Rug Care Tips: Preventing Mildew and Dry Rot in Rugs
When rugs stay wet too long, they become mildewed and, eventually, suffer dry rot. The classic example is dry rot caused by a potted plant placed on a rug. The typical result is a horribly rotted circular area in a carpet that is otherwise in good condition. Don’t even think about putting a potted plant on a rug. No matter how clever you are or if you use a glazed pot or saucer, it may not work. Whether you put a vapor barrier between the saucer and the rug, the rug will get wet. Most importantly, it will stay wet. And unbeknownst to you and will become a rotten mess in an area about one foot in diameter.
Another typical situation comes up when rugs are stored poorly. Therefore, when they are stored in a garage and become wet without anyone realizing, this can become an issue. Even though dry rot is not inevitable in such cases, a mildew smell is, and sometimes the smell of mildew simply cannot be removed. I have seen several occasions when moisture under a house has caused rugs on the floor above to mildew.
Caring For Your Rugs
Please do not worry needlessly, though. A little water on a rug, or even a lot of water, will not cause it to mildew unless the rug stays wet too long. For instance, when a rug is stepped onto after a shower or bath rarely are hurt by water because they have time to dry out between bath times. And don’t panic if you spill a glass of water on a rug. Lastly, just dry it as well as you can with towels.

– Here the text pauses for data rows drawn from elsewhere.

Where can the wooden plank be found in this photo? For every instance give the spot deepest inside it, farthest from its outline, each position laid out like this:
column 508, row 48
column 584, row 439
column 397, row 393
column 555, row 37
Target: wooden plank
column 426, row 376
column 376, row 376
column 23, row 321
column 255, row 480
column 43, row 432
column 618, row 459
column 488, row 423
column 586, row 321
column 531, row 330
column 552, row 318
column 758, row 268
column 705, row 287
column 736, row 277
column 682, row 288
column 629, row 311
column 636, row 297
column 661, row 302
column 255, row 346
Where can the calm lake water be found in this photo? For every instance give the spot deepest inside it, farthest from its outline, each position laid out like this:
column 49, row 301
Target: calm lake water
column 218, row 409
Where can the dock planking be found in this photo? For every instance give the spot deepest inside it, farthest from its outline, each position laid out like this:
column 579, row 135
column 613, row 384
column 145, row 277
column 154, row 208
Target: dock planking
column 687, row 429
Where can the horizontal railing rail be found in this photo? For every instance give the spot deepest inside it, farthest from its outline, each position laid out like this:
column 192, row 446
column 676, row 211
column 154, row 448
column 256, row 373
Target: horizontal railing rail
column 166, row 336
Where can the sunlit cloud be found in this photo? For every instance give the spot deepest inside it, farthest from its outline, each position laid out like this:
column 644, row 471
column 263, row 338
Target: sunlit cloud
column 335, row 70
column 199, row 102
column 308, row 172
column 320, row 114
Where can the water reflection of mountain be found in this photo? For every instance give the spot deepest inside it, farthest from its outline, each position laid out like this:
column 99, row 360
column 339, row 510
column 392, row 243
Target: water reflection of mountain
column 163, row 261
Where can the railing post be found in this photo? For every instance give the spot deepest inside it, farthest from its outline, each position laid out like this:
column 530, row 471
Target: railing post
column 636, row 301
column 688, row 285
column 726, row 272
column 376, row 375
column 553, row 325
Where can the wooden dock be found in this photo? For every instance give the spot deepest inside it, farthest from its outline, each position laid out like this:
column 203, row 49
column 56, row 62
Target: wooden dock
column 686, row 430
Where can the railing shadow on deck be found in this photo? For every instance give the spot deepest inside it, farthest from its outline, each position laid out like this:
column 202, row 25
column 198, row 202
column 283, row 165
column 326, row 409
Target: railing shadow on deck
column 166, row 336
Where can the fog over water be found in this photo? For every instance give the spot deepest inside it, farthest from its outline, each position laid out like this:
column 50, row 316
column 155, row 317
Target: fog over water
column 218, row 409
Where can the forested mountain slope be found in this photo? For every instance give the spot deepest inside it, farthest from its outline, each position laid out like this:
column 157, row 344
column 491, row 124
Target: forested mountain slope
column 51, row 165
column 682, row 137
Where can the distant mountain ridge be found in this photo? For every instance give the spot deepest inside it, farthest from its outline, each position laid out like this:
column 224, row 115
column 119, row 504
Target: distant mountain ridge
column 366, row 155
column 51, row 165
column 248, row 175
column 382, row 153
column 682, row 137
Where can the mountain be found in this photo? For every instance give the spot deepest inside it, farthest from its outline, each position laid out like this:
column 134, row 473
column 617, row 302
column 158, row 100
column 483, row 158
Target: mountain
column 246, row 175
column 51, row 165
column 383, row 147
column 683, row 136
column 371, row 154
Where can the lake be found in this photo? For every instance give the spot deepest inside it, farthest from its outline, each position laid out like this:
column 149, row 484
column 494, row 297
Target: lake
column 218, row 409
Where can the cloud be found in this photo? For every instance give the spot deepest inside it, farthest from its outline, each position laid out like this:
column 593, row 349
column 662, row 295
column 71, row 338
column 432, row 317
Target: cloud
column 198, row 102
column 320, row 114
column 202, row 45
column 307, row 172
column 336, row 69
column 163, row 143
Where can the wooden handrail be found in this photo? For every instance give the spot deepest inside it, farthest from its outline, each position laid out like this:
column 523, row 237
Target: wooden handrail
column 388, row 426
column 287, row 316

Unfortunately, besides causing mildew and dry rot, water sometimes causes dyes in rugs to bleed or run. All you can do in this situation is to get the rug dry as soon as possible and to send it to an expert rug washer. If a rug is just a little wet, as from a spilled glass of water, do what I suggested above. Merely soak up as much water as possible with a towel or paper towel and everything will probably be just fine. If you are worried about the floor underneath, elevate the wet spot until it dries.
When All Else Fails
A rug that is thoroughly wet is another matter. The goal is to dry it before it mildews in about four or five days. If you have a Shopvac or other vacuum that will take in water, vacuum out as much water as you can. If you have sunlight and a place to lay the rug, open it and let it finish drying outdoors. Or, if you know that the rug is dirty as well as wet, dry it enough so that you can get it to an Oriental rug cleaning specialist.